Leverage is best illustrated by an example. Suppose a corporation’s ownership equity of $ 10 million consists entirely of 100,000 shares of common stock. Since there are no fixed income securities, earnings per common share vary exactly in proportion to total earnings. Total earnings of $ 500,000 would be $ 5 per share. If total earnings doubled to $ 1 million, earnings per common share would likewise double to $ 10. If earnings shrank 80 percent from $ 500,000 to $ 100,000, earnings per common share would likewise decline 80 percent from $ 5 to $ 1.
Now suppose that the same corporate ownership consists of $ 5 million of 5-percent preferred stock and $ 5 million divided into 50,000 shares of common stock. Regardless of total earnings, the preferred stock is entitled to dividends of 0,5 - $ 5 million, or $ 250,000.

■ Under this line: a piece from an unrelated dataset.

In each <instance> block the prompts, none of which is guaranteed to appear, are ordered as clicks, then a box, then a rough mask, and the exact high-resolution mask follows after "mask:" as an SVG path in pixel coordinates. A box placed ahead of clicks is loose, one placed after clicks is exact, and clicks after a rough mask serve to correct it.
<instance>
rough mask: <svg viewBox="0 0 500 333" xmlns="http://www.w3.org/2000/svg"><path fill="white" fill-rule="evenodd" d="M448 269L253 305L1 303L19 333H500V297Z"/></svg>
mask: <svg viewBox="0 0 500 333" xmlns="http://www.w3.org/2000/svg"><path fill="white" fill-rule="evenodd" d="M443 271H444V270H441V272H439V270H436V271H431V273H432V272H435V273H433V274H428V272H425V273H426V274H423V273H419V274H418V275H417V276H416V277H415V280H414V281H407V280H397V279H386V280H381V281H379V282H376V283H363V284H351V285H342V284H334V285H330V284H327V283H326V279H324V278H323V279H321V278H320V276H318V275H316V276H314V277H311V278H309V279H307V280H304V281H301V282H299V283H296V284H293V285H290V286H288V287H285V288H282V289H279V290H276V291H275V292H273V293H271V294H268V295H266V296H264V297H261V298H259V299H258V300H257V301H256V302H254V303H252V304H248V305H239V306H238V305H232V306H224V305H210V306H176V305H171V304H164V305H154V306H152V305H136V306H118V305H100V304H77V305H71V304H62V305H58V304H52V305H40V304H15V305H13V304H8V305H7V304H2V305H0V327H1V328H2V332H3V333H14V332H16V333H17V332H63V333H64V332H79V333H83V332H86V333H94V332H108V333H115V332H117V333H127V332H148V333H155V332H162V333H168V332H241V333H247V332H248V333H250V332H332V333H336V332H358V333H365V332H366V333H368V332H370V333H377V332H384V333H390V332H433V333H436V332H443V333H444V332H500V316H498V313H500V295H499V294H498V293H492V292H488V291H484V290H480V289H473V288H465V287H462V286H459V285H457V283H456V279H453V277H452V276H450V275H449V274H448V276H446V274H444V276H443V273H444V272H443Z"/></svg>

This fixed income gives leverage to the common stock. Thus, when total earnings are $ 500,000, preferred stockholder receive $ 250,000, leaving $ 250,000, or $ 5 per share of common stock, just like before.
But when total earnings double to $ 1 million, the leverage provided by the fixed income securities triples the earnings per common stock share. Preferred stockholders still get only their $ 250,000, leaving earnings of $ 750,000, or $ 15 per share, to the common stock.
Unfortunately, leverage also works when earnings decline. Should total earnings fall to $ 100,000, preferred stockholders would still be entitled to their fixed $ 250,000. This would leave common stockholders a loss of $ 150,000, or $ 3 per share, despite the positive total earnings made by the company.